Microsoft Reaches Human Parity in Speech Recognition Tech

“The pioneering system was developed using Microsoft’s Computational Network Toolkit, an open source deep learning system upon which Microsoft’s speech recognition system was able to train its neural networks.”

“We’ve reached human parity,” Microsoft’s head speech scientist, Xuedong Huang, has proclaimed, referring to the company’s speech recognition technology.

Microsoft Reaches Human Parity in Speech Recognition TechIt’s Xuedong Huang’s assessment of the latest testing from Microsoft Artificial Intelligence and Research, which has announced in a new paper that its speech recognition technology now has attained an equal or better word error rate in comparison to human transcriptionists.
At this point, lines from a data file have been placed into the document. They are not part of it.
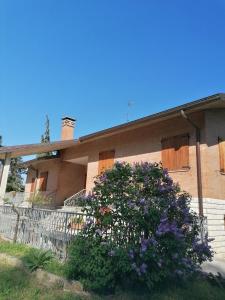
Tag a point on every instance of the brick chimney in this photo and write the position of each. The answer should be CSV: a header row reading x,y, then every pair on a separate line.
x,y
67,128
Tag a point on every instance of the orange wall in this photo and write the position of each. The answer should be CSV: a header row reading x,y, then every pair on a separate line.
x,y
214,181
70,180
65,179
143,144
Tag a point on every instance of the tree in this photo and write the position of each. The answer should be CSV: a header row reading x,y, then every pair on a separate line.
x,y
15,179
45,138
140,228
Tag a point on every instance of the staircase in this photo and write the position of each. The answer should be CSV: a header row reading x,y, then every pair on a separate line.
x,y
74,200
The technology’s word error rate has dropped from 6.3 percent to 5.9 percent – the lowest such rate ever recorded using Switchboard, an industry standard test.

The pioneering system was developed using Microsoft’s Computational Network Toolkit, an open source deep learning system upon which Microsoft’s speech recognition system was able to train its neural networks. The research team responsible says its goal now is to improve the system’s functionality in real world settings, with background noise and regional accents challenging its performance.

The work could prove critical going forward, given the rising importance of speech recognition technology. It’s widely expected that such technology could provide the primary user interface for connected devices associated with the Internet of Things, and other major tech companies such as Google and Apple are stepping up their own investments in the technology accordingly.